Зато через полтора месяца, на праздник седьмого ноября, Советы провели парад, показав, чтó у них, – и жители ахнули, не ожидая увидеть такую мощь техники, состоящей на вооружении Красной Армии.
*****
Когда эти двое закончили и оделись, предварительно помывшись из колодца, панибратские отношения офицера и солдата закончились. Максим демонстративно расплатился с сержантом за работу, извиняясь, что отвлек от службы.
Солдат как-то старательно козырнул капитану и ушел, вспоминая старую армию, когда хоть и был при офицере денщик, но строить что-то для командира, лишь выразив личное желание. Не все соглашались, но лишний рубль всяк хорош для хозяйства.
А ее обидчик, не спеша, начистил сапоги и уселся боком на мотоцикл, всем скучным видом прямо таки напрашиваясь на разговор.
«Ага, дожидайся, — неожиданно зло подумала Майя, демонстративно громко захлопывая окно, — шел бы ты к своим немытым „советкам“». Девушка села за пианино, почему-то не попадая пальцами по клавишам.
Молодая панна вспомнила, как в городе появились неопрятные и безвкусно одетые жены командиров Красной армии – растоптанные сапоги, ситцевые платья в цветочек, черные жакетки под бархат и огромные белые платки. Первым делом они стали скупать все «красивое», в том числе и вышитые ночные рубашки. Потом, наскоро перестрочив их на машинке, одевали их, как платья. Люди потихоньку посмеивались, а потом принялись перешептываться[256].

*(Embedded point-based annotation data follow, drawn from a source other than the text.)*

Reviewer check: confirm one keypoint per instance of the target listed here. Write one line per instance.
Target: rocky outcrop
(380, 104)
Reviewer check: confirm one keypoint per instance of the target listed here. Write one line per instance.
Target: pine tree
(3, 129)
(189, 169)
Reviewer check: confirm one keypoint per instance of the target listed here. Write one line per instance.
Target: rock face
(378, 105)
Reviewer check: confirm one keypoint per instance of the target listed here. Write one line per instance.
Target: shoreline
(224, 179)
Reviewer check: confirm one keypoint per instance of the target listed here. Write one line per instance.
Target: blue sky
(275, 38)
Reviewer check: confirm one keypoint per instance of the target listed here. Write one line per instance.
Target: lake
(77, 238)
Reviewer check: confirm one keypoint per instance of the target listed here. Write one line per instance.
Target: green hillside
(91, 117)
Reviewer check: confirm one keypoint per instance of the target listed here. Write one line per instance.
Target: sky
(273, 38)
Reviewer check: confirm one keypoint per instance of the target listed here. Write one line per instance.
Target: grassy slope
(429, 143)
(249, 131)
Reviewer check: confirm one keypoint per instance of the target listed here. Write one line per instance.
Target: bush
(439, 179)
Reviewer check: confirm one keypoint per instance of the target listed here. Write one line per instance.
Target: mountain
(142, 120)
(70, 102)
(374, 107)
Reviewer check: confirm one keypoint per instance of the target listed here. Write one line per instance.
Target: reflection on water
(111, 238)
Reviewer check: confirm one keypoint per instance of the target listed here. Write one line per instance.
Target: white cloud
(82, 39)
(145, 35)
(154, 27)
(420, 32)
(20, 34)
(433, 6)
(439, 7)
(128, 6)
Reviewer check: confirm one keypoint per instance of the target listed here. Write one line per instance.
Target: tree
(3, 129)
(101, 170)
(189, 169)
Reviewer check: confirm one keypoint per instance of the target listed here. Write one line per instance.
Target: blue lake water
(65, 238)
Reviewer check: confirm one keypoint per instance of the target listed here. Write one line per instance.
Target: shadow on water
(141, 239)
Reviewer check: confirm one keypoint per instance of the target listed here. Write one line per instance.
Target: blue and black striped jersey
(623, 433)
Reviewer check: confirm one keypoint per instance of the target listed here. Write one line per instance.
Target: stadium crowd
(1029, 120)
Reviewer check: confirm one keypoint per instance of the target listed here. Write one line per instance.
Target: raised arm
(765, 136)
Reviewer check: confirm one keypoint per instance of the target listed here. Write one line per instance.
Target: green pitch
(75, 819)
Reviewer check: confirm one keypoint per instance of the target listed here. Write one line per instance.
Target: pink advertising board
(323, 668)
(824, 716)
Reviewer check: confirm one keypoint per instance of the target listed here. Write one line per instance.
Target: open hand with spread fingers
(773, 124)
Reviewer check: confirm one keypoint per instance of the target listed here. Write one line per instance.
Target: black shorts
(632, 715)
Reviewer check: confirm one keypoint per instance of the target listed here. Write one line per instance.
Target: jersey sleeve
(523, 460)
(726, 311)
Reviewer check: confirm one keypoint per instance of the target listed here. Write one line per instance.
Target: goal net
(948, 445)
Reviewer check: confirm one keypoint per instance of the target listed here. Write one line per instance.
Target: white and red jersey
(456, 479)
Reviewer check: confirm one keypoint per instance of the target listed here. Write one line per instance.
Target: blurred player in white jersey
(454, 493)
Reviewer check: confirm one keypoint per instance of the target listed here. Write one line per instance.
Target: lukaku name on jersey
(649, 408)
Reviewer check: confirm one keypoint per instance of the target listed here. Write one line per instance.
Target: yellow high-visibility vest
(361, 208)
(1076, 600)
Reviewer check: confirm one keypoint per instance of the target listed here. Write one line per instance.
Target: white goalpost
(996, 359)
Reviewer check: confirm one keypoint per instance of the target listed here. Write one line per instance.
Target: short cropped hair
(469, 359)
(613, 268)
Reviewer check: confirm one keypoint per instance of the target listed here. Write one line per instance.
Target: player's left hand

Ой, беда в Советском Союзе. А как ее раздражала наглость и хамство прибывших с Востока женщин. Вместе с мужьями они селились в квартирках и особняках, остающихся после вывозимых куда-то польских чиновников. Идти работать не спешили. Наверно и не умели, что не мешало им обязательно завести себе прислугу и постоянно проводить время в поиске нарядов. Но, как ни странно, особо ценились отрезы из нарядных тканей.
И не дай бог не угодить такой даме. Высоко неся голову, они небрежно бросали местным: «Скоро вас здесь никого не будет». Что слышали от мужей, то и говорили.
Те тоже оказались хороши – пользуясь бедственным положением горожан, скупали все ценное по дешевке, обставляя собственные квартиры или куда-то вывозя. Былые сбережения пропали в национализированных банках, разрешили обменять на советские рубли лишь триста злотых по курсу один к одному[257].
«Как я их всех ненавижу, и русских и немцев», — привычно подумала девушка, но мысли о скучавшем капитане не исчезли из головы. Чем-то парень-большевик ее зацепил.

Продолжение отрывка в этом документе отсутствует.